J’ai plus de sucre, plus de liquide vaisselle, plus de dentifrice, plus de gel douche. Par contre, j’ai de quoi remplir un conteneur avec les cadavres de bouteilles diverses et variées qui squattent ma cuisine. Sans parler des fringues qui sèchent partout, qu’on croirait l’arrière-salle d’un pressing. Ni des journaux et magazines qui s’accumulent en petits tas à droite et à gauche.
J’ai aussi une bonne demi-journée de paperasses qui m’attend. Et il faut que je me décide à aller m’acheter quelques chemises et une paire de pompes, sinon la sécurité va finir par m’empêcher de rentrer dans l’immeuble où je bosse.
Quoi d’autre ? Ah oui, il faudrait aussi que j’aille me faire couper les cheveux, parce que le look Beatles 1962, ça va un moment, mais pas plus.
Et puis que je passe tout l’appart au kärcher, aussi.
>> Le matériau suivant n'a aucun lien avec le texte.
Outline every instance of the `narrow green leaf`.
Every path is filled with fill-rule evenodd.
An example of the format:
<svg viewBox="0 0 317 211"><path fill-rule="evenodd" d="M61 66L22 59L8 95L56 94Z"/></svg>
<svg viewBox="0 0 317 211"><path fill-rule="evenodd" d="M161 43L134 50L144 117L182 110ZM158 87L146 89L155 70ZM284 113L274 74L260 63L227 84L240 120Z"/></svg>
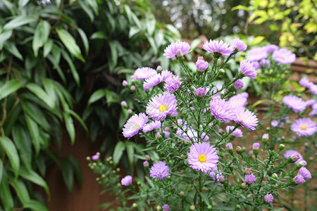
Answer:
<svg viewBox="0 0 317 211"><path fill-rule="evenodd" d="M123 154L123 151L125 149L125 145L123 142L119 141L116 145L113 151L113 165L116 167L120 159L121 159L122 155Z"/></svg>
<svg viewBox="0 0 317 211"><path fill-rule="evenodd" d="M10 160L12 169L18 177L20 169L20 158L13 142L6 136L0 136L0 143Z"/></svg>
<svg viewBox="0 0 317 211"><path fill-rule="evenodd" d="M44 91L44 89L34 83L29 83L25 87L32 92L33 92L39 98L42 100L51 108L54 108L55 103L54 99L51 98Z"/></svg>
<svg viewBox="0 0 317 211"><path fill-rule="evenodd" d="M7 30L16 30L21 25L35 22L36 20L37 20L36 17L25 16L25 15L17 16L16 18L12 19L8 23L7 23L4 26L4 29Z"/></svg>
<svg viewBox="0 0 317 211"><path fill-rule="evenodd" d="M49 186L47 185L45 180L44 180L43 178L42 178L41 176L39 176L37 172L34 171L26 171L25 169L21 168L20 170L20 175L24 179L27 179L32 183L35 183L44 188L49 198L50 193Z"/></svg>
<svg viewBox="0 0 317 211"><path fill-rule="evenodd" d="M47 210L44 205L35 200L29 200L27 203L24 204L23 207L35 211L49 211L49 210Z"/></svg>
<svg viewBox="0 0 317 211"><path fill-rule="evenodd" d="M22 84L16 79L11 79L0 87L0 100L21 88Z"/></svg>
<svg viewBox="0 0 317 211"><path fill-rule="evenodd" d="M32 48L34 56L37 57L39 49L44 46L49 38L51 32L51 25L46 20L42 20L35 28Z"/></svg>
<svg viewBox="0 0 317 211"><path fill-rule="evenodd" d="M67 49L68 49L69 52L70 52L70 54L82 62L85 62L85 59L80 52L80 49L77 45L73 36L68 31L63 29L56 29L56 32L61 41L66 46Z"/></svg>
<svg viewBox="0 0 317 211"><path fill-rule="evenodd" d="M87 38L86 34L81 28L77 28L77 30L78 31L78 33L82 38L82 44L84 44L85 47L85 53L86 53L86 55L87 55L88 51L89 51L89 44L88 41L88 39Z"/></svg>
Ou alors je fous directement le feu, je gagnerai certainement du temps.
Bref, le weekend s’annonce grandiose.
Ceci dit, je suis hyper fier de moi : ce matin, j’ai recousu un bouton. Tout seul comme un grand. C’est pas la classe, ça ?
Le célibat est une aventure humaine au quotidien, moi je dis.